3
$\begingroup$

Motivation: I am studying the graph isomorphism problem. I am trying to construct a partitioning method to reduce search cases .

Construction: $G$ is an $r$ regular graph, $k$ connected (not a complete, cycle graph). A vertex of $G$ is $x_1$. All vertices which are not adjacent to $x_1$ create a sub-graph $C_1$. All vertices adjacent to $x_1$ create a sub-graph, $ D_1 $. A vertex of $D_1$ is $x_2$.

Using same method, based on adjacency of $x_2$ , $D_1$ can be divided.

All vertices which are not adjacent to $x_2$ create a sub-graph $C_2$.

All vertices adjacent to $x_2$ create a sub-graph, $ D_2 $. In general, $ D_{y-1} $ is a graph and can be divided/partitioned into 2 sub-graphs $C_y, D_y $.

At this stage, let me restrict the problem for simplicity of computation. Restrictions are:

  1. $C_y, D_y $ are $s_y , t_y>0 $ regular graphs respectively for all iteration $y$

  2. $C_y, D_y $ cannot be complete bipartite graph (utility graph), complete graph or disjoint union of complete graphs.

So, $ D_{y-1} $ is a $t_{y-1}$ regular graph and can be divided/partitioned into 2 sub-graphs $C_y, D_y $. $C_y, D_y $ are $s_y , t_y $ regular graphs respectively (given condition).

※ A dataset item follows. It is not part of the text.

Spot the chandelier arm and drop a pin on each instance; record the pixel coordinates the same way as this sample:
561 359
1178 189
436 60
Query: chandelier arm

$G$ can be divided/partitioned a maximum of $\log_2(|G|)$ times, using this dividing process recursively.

Matrix representation : $A$ is an adjacency matrix of an $r$-regular graph $G$. The matrix A can be divided into 4 sub-matrices based on adjacency of vertex $x_1 \in G$. $A_x$ is the adjacency matrix of the graph $(G-x_1)$, where $C_1$ is the adjacency matrix of the graph created by vertices which are not adjacent to $x_1$, and $D_1$ is the adjacency matrix of the graph created by vertices which are adjacent to $x_1$. $C_1,D_1$ are sub-graphs (regular) of graph $G$, $|C_1|>|D_1|$ where $|C_1|,|D_1|$ are total vertices number of graphs $C_1,D_1$ respectively. $$ A_x = \left( \begin{array}{ccc} C_1 & E_1 \\ E_1^{T} & D_1 \\ \end{array} \right) $$

Again, this process can be done recursively, where $A_{y+1}=D_y$, $y=$ iteration number of the recursive process. $$ A_yx = \left( \begin{array}{ccc} C_y & E_y \\ E_y^{T} & D_{y} \\ \end{array} \right) $$

$A_x$(=$A_1x$) is the matrix of 1st iteration, for 2nd iteration, $A_x$ matrix would be $A_2x$.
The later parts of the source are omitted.